By Melissa Ford
I was a stay-at-home mom, raising two children while volunteering for PTO programs and community projects. When it came to my contributions as mother and household manager, there was no overtime pay, paid vacations or weekends off. I never received a raise or holiday bonus or an Employee of the Month parking space.
Choosing full-time motherhood over a career, at times, bothered me.
Now I'm not here to argue the merits of staying at home to raise children versus pulling off the same miracle while holding another job. Either one has its pros and cons.
So what was my problem? Wasn't I fortunate to have the luxury of being at home?
Sadly, it didn't always feel that way because every one in awhile I'd get that niggling feeling that my efforts weren't enough. It didn't matter how much I accomplished during the day, how many children I fed and comforted or the number of volunteer projects I checked off my lists. Perplexed by this unease and daring to look deeper, I discovered the thing I feared:
I wasn't enough.
Without even knowing it, I was doubting my value, my worth simply because I wasn't producing an income. Ugh.
I would try to hide it, that feeling of less than. Sometimes I'd find myself embarrassed even apologetic because I wasn't contributing cold hard cash to the family coffers. Often my contributions were intangible, hard to quantify monetarily.
When I broke the silence, admitting these doubts to other mothers whether they stayed-at-home or worked full or part-time, I realized I was not alone. This lack of worth issue ran rampant.
Then along came the book The Price of Motherhood: Why the Most Important Job in the World is Still the Least Valued by Ann Crittenden, an award-winning economics journalist. Crittenden confirmed my fear:
Our culture undervalued motherhood, and not just the stay-at-home kind.

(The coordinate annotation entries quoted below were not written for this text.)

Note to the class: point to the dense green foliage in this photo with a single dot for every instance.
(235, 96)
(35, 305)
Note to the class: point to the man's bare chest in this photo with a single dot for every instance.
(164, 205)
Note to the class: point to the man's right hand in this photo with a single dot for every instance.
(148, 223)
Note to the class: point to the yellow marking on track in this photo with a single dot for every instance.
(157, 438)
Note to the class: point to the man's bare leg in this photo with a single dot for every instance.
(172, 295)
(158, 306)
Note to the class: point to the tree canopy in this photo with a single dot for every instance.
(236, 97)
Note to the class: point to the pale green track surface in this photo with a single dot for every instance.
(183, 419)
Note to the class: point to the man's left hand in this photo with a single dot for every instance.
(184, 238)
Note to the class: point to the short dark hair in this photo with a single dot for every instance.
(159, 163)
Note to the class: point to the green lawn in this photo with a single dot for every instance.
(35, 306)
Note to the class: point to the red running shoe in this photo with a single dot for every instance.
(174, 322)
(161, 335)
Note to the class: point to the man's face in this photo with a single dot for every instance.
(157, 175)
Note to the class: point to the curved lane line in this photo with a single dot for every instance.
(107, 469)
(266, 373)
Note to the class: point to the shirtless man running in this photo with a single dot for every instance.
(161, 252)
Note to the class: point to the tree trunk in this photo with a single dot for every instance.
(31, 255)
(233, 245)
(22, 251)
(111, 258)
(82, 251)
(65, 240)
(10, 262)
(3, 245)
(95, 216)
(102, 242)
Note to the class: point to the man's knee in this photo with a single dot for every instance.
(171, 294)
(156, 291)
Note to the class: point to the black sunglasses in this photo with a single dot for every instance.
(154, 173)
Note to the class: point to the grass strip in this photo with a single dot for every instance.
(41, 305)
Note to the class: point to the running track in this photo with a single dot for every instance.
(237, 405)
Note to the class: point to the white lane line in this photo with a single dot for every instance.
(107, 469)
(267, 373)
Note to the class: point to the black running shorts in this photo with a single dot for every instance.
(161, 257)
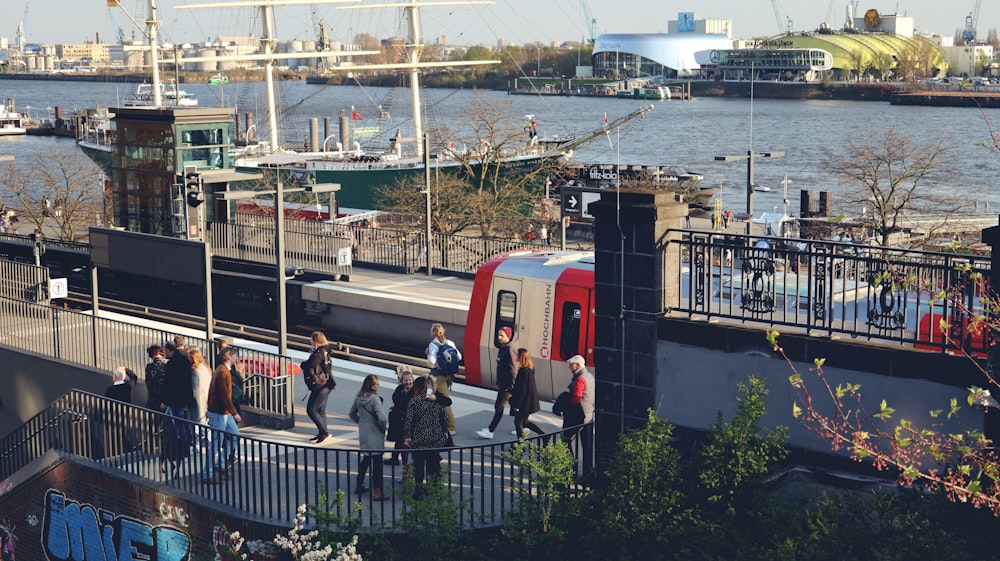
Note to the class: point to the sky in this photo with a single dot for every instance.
(516, 21)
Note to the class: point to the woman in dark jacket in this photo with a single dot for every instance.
(156, 370)
(425, 429)
(397, 415)
(524, 395)
(316, 406)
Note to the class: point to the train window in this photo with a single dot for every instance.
(569, 337)
(506, 310)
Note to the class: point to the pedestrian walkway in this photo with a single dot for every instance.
(473, 409)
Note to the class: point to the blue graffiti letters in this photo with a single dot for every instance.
(75, 532)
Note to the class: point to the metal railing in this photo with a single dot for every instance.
(104, 344)
(252, 239)
(828, 288)
(23, 281)
(267, 480)
(317, 246)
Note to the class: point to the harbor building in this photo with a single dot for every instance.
(872, 47)
(670, 55)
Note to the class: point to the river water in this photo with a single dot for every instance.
(688, 134)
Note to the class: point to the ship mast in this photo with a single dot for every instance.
(413, 64)
(268, 55)
(413, 50)
(154, 55)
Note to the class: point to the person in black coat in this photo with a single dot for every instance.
(176, 394)
(123, 382)
(397, 415)
(524, 395)
(506, 372)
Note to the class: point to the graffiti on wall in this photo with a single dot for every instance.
(80, 532)
(8, 542)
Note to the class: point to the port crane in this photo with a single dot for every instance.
(21, 36)
(590, 21)
(971, 23)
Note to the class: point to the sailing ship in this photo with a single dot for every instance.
(170, 94)
(358, 171)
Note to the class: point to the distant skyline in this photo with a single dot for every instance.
(516, 21)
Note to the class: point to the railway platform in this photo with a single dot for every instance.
(473, 408)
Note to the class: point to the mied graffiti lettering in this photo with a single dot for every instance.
(79, 532)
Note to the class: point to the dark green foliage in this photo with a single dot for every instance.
(715, 504)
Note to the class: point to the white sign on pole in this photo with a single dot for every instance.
(58, 288)
(344, 257)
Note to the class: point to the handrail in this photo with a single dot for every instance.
(270, 480)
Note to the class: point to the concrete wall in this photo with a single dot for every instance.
(31, 382)
(700, 365)
(77, 502)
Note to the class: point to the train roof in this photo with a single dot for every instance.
(545, 265)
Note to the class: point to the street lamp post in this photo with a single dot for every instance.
(427, 195)
(750, 185)
(281, 268)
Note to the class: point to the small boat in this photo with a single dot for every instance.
(170, 94)
(646, 92)
(12, 122)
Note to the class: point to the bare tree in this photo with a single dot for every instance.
(64, 177)
(451, 202)
(896, 181)
(484, 149)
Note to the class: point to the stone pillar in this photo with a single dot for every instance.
(631, 248)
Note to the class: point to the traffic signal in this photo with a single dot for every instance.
(195, 193)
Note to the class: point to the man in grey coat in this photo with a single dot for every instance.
(368, 413)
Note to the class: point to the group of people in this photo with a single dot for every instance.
(517, 390)
(181, 384)
(418, 421)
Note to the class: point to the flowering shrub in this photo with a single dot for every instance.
(295, 545)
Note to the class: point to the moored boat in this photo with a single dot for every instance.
(170, 94)
(646, 92)
(11, 121)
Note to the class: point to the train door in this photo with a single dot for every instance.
(504, 312)
(573, 333)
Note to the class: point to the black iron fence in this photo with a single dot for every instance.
(318, 246)
(104, 344)
(930, 300)
(265, 479)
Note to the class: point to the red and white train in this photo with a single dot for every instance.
(547, 299)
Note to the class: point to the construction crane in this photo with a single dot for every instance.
(590, 22)
(784, 22)
(971, 23)
(322, 39)
(21, 36)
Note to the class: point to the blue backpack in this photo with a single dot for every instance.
(447, 359)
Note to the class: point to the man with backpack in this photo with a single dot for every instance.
(443, 356)
(317, 373)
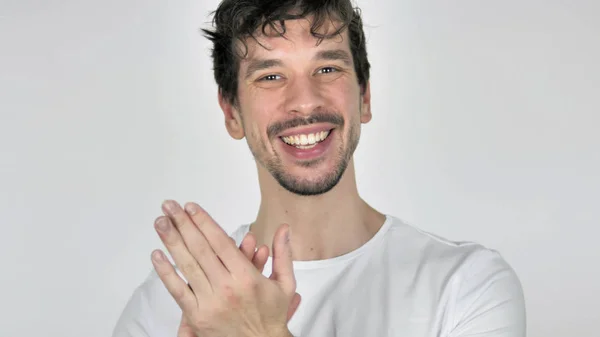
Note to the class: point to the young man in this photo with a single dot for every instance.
(293, 79)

No longer hiding my feelings of shame, I became justifiably angry, a victim of society's diminished view of women's contributions within the family. I had society to blame for undervaluing my efforts.
Or did I?
I ranted and raved. Of course, nothing changed. Victimhood is never empowering. Ever. But I learned it wasn't society's judgments which caused my low self-esteem; it was my belief that my value was determined by an external measure. Money.
It was time to change that measure by looking inside rather than out.
Over the years, I chiseled away at this mindset. I'd catch myself feeling inadequate and remind myself about my contributions. I'd feel better. Those feelings would cycle around again and I'd shift my perspective.
It became easier.
A few months ago, my son turned 24 years old. A man. Home for a short visit, he wanted to talk; Thrilled to listen and fully focused, I heard his views on life, work, happiness, his accomplishments and concerns.
Then it hit me.
All those years of love and patience, fear and frustration, caring and support were worthwhile. In fact, they were priceless. With new eyes, I saw my part in helping my son transform into a loving, thoughtful, capable young man with opinions of his own, desires of his own, a life of his own.
My value was there every day. Yours is, too. Claim it.